Tre fasi storiche diverse. Ma se la prima è segnata dalla natura (la ricca pianura padana contro la stentata collina veneta), le altre fasi dipendono dalle scelte degli uomini. Nel passaggio dall’agricoltur­a all’industria diffusa il Veneto non è stato secondo a nessuno: la mobilitazi­one di uomini e mezzi fu totale. E le decisioni politiche conseguent­i. Si veda l’uso illimitato del territorio, le mille zone artigianal­i del Trevigiano ad esempio. Anche la terza fase è segnata da scelte, della società e della politica.

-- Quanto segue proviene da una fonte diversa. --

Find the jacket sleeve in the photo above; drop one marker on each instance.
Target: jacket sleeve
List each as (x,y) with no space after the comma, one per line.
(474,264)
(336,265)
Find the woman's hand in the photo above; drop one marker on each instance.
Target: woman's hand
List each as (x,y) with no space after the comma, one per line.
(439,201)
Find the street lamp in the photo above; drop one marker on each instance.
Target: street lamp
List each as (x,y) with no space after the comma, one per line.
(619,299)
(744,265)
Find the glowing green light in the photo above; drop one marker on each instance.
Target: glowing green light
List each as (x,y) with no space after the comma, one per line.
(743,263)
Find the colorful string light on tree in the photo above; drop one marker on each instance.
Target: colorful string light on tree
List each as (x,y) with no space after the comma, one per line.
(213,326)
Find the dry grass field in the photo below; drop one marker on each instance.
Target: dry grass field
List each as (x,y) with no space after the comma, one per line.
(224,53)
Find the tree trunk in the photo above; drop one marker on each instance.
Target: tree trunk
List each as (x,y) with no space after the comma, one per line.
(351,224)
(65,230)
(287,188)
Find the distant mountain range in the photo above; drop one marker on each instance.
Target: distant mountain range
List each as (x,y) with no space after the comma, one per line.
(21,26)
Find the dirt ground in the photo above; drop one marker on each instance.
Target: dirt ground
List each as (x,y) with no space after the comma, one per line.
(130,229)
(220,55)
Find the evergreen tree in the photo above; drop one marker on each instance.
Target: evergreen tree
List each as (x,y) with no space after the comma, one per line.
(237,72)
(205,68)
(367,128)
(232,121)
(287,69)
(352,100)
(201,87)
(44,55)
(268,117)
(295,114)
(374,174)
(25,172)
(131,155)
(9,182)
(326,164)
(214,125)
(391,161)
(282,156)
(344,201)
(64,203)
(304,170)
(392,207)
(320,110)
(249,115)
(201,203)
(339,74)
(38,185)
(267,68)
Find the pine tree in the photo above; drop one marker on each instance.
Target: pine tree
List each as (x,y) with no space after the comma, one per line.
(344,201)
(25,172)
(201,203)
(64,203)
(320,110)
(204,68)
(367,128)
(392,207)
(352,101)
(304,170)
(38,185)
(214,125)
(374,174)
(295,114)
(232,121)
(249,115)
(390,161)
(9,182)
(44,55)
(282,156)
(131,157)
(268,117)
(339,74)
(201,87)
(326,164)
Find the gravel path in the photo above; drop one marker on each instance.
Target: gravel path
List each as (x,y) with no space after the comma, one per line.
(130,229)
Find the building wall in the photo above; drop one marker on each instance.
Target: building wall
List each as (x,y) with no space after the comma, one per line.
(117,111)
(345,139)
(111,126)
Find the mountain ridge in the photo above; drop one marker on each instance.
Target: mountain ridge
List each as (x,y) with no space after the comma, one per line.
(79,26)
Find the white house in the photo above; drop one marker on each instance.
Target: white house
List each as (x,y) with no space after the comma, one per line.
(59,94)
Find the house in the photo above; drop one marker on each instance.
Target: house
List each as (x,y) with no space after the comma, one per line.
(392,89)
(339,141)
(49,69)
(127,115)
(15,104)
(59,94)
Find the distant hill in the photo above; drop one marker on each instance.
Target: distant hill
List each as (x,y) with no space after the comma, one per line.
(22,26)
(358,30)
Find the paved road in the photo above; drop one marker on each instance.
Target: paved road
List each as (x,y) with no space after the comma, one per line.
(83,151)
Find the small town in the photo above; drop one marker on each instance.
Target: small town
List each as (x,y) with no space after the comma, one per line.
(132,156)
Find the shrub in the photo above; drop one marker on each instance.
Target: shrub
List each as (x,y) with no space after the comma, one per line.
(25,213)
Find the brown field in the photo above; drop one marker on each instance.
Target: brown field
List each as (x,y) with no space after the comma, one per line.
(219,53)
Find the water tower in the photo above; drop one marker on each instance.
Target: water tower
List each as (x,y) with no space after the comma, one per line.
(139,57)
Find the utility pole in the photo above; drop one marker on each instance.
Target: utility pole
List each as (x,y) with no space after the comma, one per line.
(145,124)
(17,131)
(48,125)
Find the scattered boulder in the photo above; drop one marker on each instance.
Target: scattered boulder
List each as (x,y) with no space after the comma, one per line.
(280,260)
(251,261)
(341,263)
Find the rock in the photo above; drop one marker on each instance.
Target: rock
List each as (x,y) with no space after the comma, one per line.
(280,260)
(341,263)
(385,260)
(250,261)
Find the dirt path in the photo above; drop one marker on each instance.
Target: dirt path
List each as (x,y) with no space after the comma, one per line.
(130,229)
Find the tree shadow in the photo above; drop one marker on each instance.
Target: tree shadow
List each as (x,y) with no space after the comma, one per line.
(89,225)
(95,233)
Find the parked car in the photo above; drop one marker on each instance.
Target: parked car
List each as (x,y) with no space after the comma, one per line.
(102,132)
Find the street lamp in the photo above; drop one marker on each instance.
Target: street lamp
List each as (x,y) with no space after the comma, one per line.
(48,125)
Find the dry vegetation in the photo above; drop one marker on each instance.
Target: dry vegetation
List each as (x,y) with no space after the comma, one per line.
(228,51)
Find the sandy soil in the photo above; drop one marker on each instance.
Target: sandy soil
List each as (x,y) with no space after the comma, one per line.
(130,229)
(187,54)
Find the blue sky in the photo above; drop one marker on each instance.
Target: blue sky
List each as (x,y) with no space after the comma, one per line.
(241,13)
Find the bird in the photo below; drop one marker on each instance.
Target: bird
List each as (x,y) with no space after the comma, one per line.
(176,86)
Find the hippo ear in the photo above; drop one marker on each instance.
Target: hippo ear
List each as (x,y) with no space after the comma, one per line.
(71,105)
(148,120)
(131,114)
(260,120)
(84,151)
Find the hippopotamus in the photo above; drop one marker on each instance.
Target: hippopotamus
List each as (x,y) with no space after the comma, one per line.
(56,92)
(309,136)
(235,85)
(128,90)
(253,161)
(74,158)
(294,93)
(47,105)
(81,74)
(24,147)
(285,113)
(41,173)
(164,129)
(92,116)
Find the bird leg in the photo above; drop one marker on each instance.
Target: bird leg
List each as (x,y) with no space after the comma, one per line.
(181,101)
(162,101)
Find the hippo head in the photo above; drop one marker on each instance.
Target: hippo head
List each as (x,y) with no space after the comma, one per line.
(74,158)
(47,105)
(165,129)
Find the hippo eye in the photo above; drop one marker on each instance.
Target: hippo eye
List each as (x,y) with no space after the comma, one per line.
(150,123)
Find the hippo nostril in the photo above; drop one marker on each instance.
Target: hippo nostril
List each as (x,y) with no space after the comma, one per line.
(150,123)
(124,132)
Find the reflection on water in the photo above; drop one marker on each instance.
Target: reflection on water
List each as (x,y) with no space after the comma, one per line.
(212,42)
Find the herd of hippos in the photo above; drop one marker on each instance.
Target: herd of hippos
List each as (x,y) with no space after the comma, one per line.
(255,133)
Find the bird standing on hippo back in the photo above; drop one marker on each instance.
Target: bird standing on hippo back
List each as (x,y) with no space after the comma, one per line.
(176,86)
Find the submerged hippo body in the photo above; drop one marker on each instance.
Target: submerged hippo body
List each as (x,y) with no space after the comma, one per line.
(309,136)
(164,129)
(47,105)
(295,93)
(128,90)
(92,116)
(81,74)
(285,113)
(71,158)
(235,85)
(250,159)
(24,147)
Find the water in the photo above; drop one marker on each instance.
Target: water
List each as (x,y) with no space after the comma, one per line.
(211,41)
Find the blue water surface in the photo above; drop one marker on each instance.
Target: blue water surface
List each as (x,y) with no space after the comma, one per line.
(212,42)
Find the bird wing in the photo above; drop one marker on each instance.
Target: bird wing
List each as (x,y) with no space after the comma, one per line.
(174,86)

Si veda il tasso di attività: simile tra i maschi, molto diverso tra le donne, nettamente più alto in Emilia Romagna rispetto al Veneto. E questo perché c’è stato un «lavoro» per far lavorare le donne in quella Regione: una grande diffusione di asili nido, ad esempio. Ed il lavoro ha pagato, anche perché le donne (da un bel po’) sono più e meglio scolarizza­te dei maschi. E non stupisce allora che l’emilia Romagna attragga più laureati di ogni genere persino della Lombardia. Mentre il Veneto ne cede a tutti, nazionali ed esteri. Per dire: un mercato del lavoro «ricco» fa il territorio ricco e un mercato del lavoro «povero», lo impoverisc­e.

La politica dunque ha fatto la sua parte. Ma è da notare come sia stata e sia trattata.

Il Veneto ha conosciuto lo sviluppo ed il più alto tasso di crescita con il personale politico della prima Repubblica. Dalla ricostruzi­one ai mitici anni ’80. Con una traiettori­a precisa del consenso: più l’economia cresceva e più non si vedeva l’ora ci cambiare. Di mandarli a casa. Nel Veneto infatti, negli anni ’80, nacque la Liga. Dal ’90 ad oggi sono gli anni della seconda Repubblica. E nel Veneto sono gli anni in cui rallenta, si ferma del tutto e poi riparte, ma piano. Più piano dell’emilia Romagna. E qui la traiettori­a del consenso è altrettant­o precisa. Si faccia mente locale: quale Regione ha avuto il Governator­e più popolare d’italia? I sondaggi dicevano Galan ieri (perché non ricordarlo?) e Zaia oggi. Promossi in ogni caso a ministri e immaginati come premier. Di Errani, invece, non si occuparono granché i sondaggi né si aprirono le porte dei Ministeri. Ci sono varie letture che si possono fare. Una più di tutte mi sembra attuale: quando si cresce, pare che la politica serva poco o niente. Quando si cresce meno, o si decresce, si butta tutto in politica. E’ una constatazi­one. Non è detto che sia la soluzione.